JANE MAYER'S LATEST NEW YORKER PIECE, about the fruitless efforts of Alberto Mora, the U.S. Navy's former general counsel, to reverse the Bush administration's torture policy, is depressing as hell.
...Well before the exposure of prisoner abuse in Iraq's Abu Ghraib prison, in April, 2004, Mora warned his superiors at the Pentagon about the consequences of President Bush's decision, in February, 2002, to circumvent the Geneva conventions, which prohibit both torture and "outrages upon personal dignity, in particular humiliating and degrading treatment." He argued that a refusal to outlaw cruelty toward U.S.-held terrorist suspects was an implicit invitation to abuse. Mora also challenged the legal framework that the Bush Administration has constructed to justify an expansion of executive power, in matters ranging from interrogations to wiretapping. He described as "unlawful," "dangerous," and "erroneous" novel legal theories granting the President the right to authorize abuse. Mora warned that these precepts could leave U.S. personnel open to criminal prosecution. [Emphasis added.]
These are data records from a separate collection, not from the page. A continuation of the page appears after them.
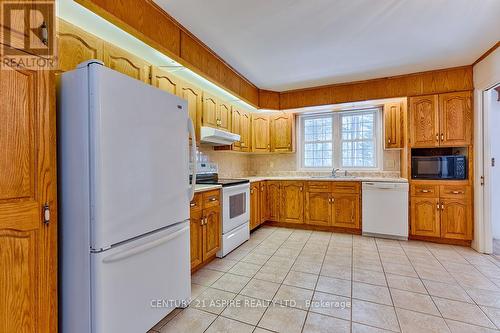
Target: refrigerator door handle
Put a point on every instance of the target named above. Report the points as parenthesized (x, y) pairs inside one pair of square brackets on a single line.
[(193, 158), (144, 247)]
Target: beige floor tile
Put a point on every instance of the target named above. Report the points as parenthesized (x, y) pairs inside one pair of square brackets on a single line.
[(414, 322), (378, 315), (414, 301), (334, 286), (283, 319), (465, 312), (190, 320), (300, 279), (294, 297), (212, 300), (331, 305), (246, 309), (231, 282), (316, 323), (405, 283), (225, 325), (260, 289), (372, 293)]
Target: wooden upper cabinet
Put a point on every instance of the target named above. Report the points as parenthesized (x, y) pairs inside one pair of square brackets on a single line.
[(126, 63), (210, 110), (455, 118), (76, 46), (224, 116), (292, 201), (28, 257), (194, 96), (393, 126), (260, 133), (281, 132), (424, 121), (166, 81), (425, 217)]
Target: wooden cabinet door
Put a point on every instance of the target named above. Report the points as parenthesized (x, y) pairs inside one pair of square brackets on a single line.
[(424, 121), (274, 200), (28, 246), (281, 132), (196, 238), (260, 133), (393, 126), (166, 81), (424, 216), (254, 205), (224, 116), (210, 110), (455, 118), (245, 132), (211, 232), (317, 208), (345, 210), (76, 46), (126, 63), (264, 207), (193, 96), (292, 202), (456, 219)]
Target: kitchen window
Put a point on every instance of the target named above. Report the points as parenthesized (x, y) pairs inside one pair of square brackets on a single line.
[(341, 139)]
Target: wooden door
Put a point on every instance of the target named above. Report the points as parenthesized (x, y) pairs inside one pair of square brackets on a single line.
[(245, 132), (456, 219), (264, 207), (393, 126), (211, 231), (274, 200), (292, 202), (236, 127), (455, 118), (28, 246), (126, 63), (210, 110), (424, 216), (193, 95), (224, 116), (345, 210), (260, 133), (166, 81), (254, 205), (281, 132), (424, 121), (317, 208), (196, 238), (76, 46)]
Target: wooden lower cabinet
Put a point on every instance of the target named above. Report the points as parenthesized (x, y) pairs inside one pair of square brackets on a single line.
[(205, 227)]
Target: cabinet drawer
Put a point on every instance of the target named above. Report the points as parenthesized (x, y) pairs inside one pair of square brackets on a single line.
[(454, 191), (211, 199), (196, 204), (345, 187), (318, 186), (424, 190)]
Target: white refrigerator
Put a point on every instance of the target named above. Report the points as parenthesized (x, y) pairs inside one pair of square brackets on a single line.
[(124, 196)]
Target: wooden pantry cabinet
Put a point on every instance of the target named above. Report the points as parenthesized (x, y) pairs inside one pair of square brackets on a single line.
[(443, 120), (205, 227)]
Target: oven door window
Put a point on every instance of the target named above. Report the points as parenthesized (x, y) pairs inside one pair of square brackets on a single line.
[(237, 205)]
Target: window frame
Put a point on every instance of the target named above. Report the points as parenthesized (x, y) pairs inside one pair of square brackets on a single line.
[(337, 139)]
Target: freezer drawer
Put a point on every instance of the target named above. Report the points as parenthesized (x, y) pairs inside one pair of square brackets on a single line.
[(144, 279)]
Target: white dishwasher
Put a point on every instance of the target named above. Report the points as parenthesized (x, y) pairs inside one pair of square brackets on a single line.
[(385, 210)]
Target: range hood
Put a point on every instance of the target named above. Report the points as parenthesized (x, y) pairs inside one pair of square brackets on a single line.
[(217, 137)]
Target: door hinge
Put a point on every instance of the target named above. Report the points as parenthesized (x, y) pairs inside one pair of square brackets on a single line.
[(46, 213)]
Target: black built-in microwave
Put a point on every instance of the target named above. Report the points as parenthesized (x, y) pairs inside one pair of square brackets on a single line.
[(439, 167)]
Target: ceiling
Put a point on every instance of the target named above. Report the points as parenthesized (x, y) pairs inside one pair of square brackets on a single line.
[(289, 44)]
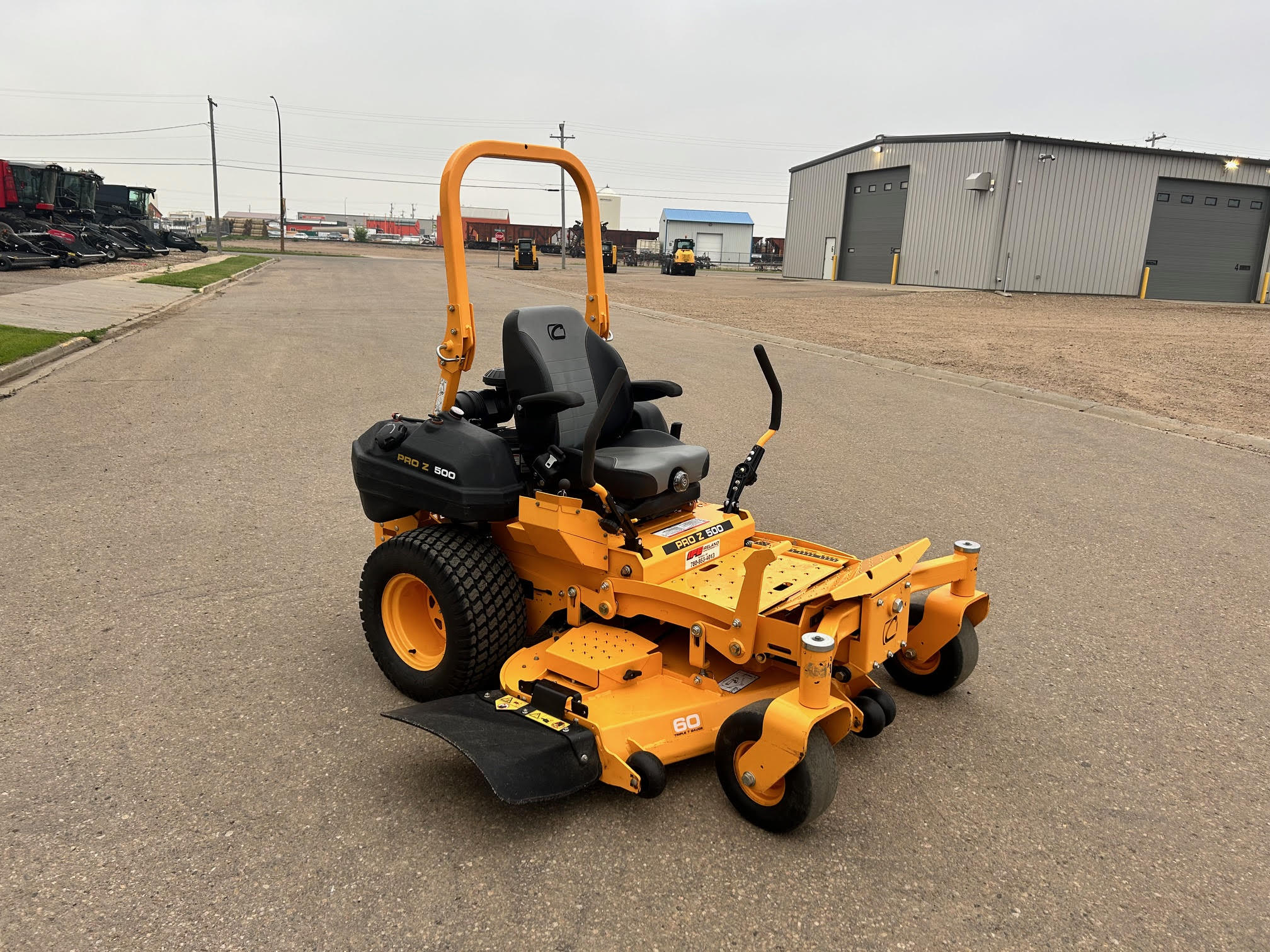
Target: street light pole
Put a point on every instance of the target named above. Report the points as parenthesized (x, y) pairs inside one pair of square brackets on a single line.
[(282, 202), (216, 191), (564, 234)]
Mayer describes the torture of Mohammed al-Qahtani, who according to the FBI was supposed to have been on the hijacked plane that crashed in Pennsylvania.
Qahtani had been subjected to a hundred and sixty days of isolation in a pen perpetually flooded with artificial light. He was interrogated on forty-eight of fifty-four days, for eighteen to twenty hours at a stretch. He had been stripped naked; straddled by taunting female guards, in an exercise called "invasion of space by a female"; forced to wear women's underwear on his head, and to put on a bra; threatened by dogs; placed on a leash; and told that his mother was a whore. By December, Qahtani had been subjected to a phony kidnapping, deprived of heat, given large quantities of intravenous liquids without access to a toilet, and deprived of sleep for three days. Ten days before Brant and Mora met, Qahtani's heart rate had dropped so precipitately, to thirty-five beats a minute, that he required cardiac monitoring.
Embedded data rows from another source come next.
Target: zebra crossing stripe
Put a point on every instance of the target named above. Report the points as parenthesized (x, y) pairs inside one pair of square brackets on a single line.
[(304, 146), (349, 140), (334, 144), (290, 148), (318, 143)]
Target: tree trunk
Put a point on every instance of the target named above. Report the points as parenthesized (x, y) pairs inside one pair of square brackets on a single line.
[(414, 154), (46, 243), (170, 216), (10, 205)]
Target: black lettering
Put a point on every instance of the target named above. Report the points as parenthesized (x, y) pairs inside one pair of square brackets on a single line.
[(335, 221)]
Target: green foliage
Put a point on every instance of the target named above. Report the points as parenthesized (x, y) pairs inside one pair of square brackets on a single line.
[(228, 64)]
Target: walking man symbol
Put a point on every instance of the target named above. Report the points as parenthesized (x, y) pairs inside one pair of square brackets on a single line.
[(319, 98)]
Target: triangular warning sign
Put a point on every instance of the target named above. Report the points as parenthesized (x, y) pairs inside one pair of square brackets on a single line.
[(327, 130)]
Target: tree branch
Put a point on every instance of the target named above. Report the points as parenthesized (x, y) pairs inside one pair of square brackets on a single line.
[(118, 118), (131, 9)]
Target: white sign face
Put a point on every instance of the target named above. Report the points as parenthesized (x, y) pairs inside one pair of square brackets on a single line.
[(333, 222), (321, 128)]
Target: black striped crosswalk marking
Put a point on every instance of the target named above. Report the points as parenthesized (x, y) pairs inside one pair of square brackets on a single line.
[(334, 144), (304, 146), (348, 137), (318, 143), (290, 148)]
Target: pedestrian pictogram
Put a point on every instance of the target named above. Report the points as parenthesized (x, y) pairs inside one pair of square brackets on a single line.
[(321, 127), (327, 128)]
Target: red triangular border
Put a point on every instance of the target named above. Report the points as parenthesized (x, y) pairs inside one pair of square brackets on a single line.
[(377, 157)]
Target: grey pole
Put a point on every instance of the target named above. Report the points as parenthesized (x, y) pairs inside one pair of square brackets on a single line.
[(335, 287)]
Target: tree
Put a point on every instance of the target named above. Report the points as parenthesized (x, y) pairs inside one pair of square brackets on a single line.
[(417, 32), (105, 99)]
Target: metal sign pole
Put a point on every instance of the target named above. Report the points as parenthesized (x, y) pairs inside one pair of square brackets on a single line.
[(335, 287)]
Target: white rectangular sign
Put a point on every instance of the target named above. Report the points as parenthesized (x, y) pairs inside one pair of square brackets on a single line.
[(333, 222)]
Later in the article, Mayer writes that Qahtani also was subjected to forced nudity; had his beard shaved off (a religious violation; the same as if someone forcibly shaved off an Orthodox Jewish man's beard and sidelocks); was told to bark like a dog; had to listen to painfully loud music; and was subjected to extremes of heat and cold.
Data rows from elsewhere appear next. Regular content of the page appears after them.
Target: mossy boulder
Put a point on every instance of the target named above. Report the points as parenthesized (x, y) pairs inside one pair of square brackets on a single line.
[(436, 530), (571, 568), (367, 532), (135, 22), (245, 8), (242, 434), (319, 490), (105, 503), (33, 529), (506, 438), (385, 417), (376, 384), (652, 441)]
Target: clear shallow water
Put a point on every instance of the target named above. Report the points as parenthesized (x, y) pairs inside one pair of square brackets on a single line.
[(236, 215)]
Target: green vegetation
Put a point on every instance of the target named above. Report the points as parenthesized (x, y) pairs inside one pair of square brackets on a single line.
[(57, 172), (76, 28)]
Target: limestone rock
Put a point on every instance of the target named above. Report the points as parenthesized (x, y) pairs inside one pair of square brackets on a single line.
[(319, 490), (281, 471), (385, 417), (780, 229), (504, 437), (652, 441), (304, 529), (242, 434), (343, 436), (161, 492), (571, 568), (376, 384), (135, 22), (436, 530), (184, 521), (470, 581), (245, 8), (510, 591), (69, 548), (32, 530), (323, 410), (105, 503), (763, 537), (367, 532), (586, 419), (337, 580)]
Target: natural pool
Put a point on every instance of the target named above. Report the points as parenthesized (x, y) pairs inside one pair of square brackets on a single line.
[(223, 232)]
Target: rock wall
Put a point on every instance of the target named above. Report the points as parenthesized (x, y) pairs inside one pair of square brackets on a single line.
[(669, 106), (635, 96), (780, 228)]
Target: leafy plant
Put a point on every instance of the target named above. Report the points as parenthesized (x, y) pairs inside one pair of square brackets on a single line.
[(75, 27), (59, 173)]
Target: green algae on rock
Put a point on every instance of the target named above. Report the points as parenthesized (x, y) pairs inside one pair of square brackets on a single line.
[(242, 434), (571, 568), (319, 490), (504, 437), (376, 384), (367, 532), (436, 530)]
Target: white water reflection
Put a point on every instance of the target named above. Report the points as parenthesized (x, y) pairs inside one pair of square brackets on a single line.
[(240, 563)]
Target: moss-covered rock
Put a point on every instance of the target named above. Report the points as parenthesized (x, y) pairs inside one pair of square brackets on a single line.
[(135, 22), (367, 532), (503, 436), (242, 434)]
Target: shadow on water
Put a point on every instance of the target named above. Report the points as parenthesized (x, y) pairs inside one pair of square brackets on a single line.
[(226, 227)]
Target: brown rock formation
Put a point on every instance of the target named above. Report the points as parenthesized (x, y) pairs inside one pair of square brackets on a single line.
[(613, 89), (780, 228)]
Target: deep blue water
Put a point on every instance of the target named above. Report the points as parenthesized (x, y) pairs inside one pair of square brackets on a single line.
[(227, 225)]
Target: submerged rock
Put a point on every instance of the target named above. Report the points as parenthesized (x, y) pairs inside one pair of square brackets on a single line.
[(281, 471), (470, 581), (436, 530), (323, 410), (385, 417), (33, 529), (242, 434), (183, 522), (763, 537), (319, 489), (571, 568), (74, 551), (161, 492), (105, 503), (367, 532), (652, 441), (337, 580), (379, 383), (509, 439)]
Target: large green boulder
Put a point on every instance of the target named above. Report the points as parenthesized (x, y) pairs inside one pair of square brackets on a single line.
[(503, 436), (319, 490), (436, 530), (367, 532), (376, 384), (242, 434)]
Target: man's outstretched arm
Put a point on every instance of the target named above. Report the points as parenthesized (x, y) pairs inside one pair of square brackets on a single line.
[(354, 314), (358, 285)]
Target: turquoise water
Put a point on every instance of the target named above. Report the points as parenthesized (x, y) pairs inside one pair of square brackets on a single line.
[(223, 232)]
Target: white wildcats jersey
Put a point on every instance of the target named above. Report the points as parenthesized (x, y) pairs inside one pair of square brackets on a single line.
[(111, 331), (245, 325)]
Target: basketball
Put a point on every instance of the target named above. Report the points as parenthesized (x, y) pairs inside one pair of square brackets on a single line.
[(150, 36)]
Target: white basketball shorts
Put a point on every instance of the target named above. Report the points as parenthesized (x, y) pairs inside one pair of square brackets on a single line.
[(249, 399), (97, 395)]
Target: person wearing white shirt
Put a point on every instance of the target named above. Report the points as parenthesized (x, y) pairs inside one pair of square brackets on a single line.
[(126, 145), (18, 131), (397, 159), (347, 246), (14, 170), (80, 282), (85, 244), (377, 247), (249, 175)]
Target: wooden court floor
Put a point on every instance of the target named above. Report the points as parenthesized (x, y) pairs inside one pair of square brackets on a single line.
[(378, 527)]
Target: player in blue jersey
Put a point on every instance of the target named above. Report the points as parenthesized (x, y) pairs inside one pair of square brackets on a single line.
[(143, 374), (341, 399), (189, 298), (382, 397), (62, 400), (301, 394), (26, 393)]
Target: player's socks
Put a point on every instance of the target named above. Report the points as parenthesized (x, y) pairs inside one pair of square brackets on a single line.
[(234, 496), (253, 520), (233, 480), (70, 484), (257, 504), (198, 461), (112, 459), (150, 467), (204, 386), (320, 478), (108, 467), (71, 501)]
And what information was gained from this treatment? None. He first confessed to terrorist plots; then recanted his confessions; and finally implored his captors to let him kill himself.
When I read things like this, I feel ashamed. I feel ashamed, as an American, that anyone could be treated with such cruelty with the approval of a man who is sworn to uphold the Constitution. It doesn't matter if you call it torture or "fear up harsh" or "enhanced interrogation techniques" or degrading and humiliating treatment, or "just" abuse. Everything that was done to Mohammed al-Qahtani and hundreds more like him was and is illegal and immoral; and all of it cheapens and degrades us as a nation of laws and noble ideals.
No one could put it better than this:
"To my mind, there's no moral or practical distinction," [Mora] told [Mayer]. "If cruelty is no longer declared unlawful, but instead is applied as a matter of policy, it alters the fundamental relationship of man to government. It destroys the whole notion of individual rights. The Constitution recognizes that man has an inherent right, not bestowed by the state or laws, to personal dignity, including the right to be free of cruelty. It applies to all human beings, not just in America -- even those designated as 'unlawful enemy combatants.' If you make this exception, the whole Constitution crumbles. It's a transformative issue."